Model parameterization and inverse modeling

These equations were analytically solved using Python to determine the soil water potential profile as a function of distance from the soil surface, root xylem water potential, and leaf xylem water potential under varying soil drying conditions and plant transpiration rates. To begin with, a 1D radially symmetric flow domain in the soil was constructed, with the radial distance \({r}_{b}\) corresponding to the maximum distance between roots, given by

$${r}_{b}=\sqrt{\frac{{V}_{s}}{2\pi L}}$$
(7)

where \({V}_{s}\) is the total volume of soil [cm3], and \(L\) is the total length of active roots involved in water uptake [cm]. Next, the fitting parameters in Eq. (3) (\({\psi }_{s,0}\), \({\tau }_{s}\)) were determined for each soil by fitting this equation to the measured data of the soil hydraulic conductivity curve (measured by Hyprop method). The \({K}_{root}\) in Eq. (5) was determined by fitting a linear equation (with zero intercept) through the measured data of \(E\) and \({\psi }_{x,l}\) on the first day of the experiment, when the soil was still wet. This decision was made based on the assumption that t the hydraulic conductance of the roots primarily governs the plant transpiration rate in wet conditions. Finally, Eqs. (1), (5), and (6) were simultaneously solved by imposing soil matric potential and plant transpiration rate as boundary conditions and then inversely adjusting the value of \(L\) to best reproduce the measured relation between \(E\) and \({\psi }_{x,l}\) for any given \({\psi }_{s}\). To achieve this goal, an objective function was defined to quantify the goodness of fit as the sum squared difference between the observed and model-simulated \(E\) and \({\psi }_{x,l}\). To minimize the objective function, the Nelder algorithm, implemented in the LMfit package for Python, was employed. The Nelder–Mead algorithm iteratively adjusts the value of L to minimize the predefined objective function.

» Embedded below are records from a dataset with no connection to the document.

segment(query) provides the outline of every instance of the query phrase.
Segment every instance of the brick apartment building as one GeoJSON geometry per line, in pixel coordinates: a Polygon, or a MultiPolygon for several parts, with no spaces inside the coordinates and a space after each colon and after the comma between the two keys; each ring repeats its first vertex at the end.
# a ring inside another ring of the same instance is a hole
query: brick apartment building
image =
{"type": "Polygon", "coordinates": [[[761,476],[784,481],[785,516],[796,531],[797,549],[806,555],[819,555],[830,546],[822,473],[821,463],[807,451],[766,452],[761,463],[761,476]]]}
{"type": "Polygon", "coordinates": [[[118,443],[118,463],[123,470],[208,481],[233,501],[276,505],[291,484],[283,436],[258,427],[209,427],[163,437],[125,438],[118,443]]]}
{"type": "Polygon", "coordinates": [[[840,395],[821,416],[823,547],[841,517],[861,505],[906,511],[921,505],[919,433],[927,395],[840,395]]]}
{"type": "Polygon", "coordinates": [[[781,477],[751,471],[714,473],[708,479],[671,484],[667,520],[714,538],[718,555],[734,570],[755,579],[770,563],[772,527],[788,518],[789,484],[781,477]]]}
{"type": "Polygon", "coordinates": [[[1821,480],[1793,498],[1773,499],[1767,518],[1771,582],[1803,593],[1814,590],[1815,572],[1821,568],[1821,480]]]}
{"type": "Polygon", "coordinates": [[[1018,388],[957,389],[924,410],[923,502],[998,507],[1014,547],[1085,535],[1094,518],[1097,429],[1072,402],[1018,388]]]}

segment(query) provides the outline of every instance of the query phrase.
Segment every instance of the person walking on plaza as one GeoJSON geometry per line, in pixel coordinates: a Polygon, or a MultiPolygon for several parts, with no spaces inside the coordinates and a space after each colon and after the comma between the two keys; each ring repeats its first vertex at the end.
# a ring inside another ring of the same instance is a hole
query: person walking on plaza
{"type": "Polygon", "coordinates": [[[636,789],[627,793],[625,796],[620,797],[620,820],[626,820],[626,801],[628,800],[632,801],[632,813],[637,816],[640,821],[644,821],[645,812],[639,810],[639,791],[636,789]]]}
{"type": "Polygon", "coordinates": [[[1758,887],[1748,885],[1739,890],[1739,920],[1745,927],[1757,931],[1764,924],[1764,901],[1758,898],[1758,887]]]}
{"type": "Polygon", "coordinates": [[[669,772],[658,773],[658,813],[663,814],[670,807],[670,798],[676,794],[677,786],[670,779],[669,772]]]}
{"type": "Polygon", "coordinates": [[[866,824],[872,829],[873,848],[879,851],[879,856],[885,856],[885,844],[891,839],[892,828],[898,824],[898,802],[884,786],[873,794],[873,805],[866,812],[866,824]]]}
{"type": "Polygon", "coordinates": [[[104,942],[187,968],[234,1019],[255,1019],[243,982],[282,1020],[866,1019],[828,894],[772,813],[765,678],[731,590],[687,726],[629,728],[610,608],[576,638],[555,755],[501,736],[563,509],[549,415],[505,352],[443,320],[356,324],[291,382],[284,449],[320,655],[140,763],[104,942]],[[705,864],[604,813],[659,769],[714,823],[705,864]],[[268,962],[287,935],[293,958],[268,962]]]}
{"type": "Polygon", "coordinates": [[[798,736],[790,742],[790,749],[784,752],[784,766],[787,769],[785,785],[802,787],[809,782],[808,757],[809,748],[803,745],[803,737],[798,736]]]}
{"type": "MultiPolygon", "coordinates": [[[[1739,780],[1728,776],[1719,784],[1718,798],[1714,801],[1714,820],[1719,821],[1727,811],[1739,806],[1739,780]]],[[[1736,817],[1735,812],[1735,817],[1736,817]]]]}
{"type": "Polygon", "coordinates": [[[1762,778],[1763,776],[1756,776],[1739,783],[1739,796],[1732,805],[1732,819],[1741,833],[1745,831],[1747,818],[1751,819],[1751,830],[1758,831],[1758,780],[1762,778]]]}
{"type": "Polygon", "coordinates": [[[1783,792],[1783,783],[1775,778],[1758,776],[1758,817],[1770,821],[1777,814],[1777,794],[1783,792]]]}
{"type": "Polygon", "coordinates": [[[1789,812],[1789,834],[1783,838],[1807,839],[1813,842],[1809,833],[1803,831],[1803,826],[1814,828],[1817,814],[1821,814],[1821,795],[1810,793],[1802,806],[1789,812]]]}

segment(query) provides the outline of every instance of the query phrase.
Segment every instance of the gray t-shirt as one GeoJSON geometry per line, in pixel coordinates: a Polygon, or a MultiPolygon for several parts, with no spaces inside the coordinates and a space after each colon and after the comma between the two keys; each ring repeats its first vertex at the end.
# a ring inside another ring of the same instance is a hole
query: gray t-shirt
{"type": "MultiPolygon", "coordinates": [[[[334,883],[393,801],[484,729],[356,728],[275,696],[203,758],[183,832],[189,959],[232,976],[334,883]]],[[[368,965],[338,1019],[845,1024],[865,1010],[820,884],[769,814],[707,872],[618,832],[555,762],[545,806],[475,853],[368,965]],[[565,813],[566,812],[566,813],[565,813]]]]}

Carminati and Javaux2 defined the onset of plant stomata closure based on detecting a trajectory that separates the relation between \(E\) and \({\psi }_{x,l}\) into linear and nonlinear parts. They assumed that plants should close their stomata near this threshold as beyond this threshold the \({\psi }_{x,l}\) is decreasing significantly for a small increase of \(E\). In practice, this threshold at each \({\psi }_{s}\) is determined as simulated \({\psi }_{x,l}\) where \(\left|\frac{\partial E}{{\partial \psi }_{x,l}}\right|\le 0.75{\left|\frac{\partial E}{{\partial \psi }_{x,l}}\right|}_{max}\).

Statistical analysis

To assess the statistical significance of the treatments (the ASi content), in influencing the hydraulic properties of soils (Table 1), a one-way ANOVA test was performed for each dependent variable using the Pingouin package in Python. Following this initial analysis, a t-test was applied to evaluate significance levels at both p = 0.05 and 0.01. The measured leaf water potentials and normalized transpiration rates across different replications of each treatment were used first to construct a continuous line that describes the relationship between plant-normalized transpiration rates and leaf water potentials. Note that combination of all replications together was necessary to ensure a reliable fit across varying rang of soil water contents. This relation was achieved by solving water flow equations within soil–plant systems. Subsequently, to enhance the robustness of the analysis, 95% confidence intervals of the fits were calculated. The statistical significance of each treatment, concerning both plant-normalized transpiration and leaf water potentials, was tested based on the optimal fit values and their corresponding 95% confidence intervals. If the confidence intervals do not overlap, we assumed that there is a significant difference between two tested variables.

Plant guideline statement

The experiment used seeds of the M82 tomato variety sourced from Rootility® (Israel). This variety is not listed among Germany’s national and provincial key protected wild plants, nor is it identified as a threatened species on the IUCN Red List. Consequently, no specific permissions or licenses were required for plant sampling for research purposes. We affirm our adherence to the IUCN Policy Statement on Research Involving Species at Risk of Extinction and the Convention on the Trade in Endangered Species of Wild Fauna and Flora.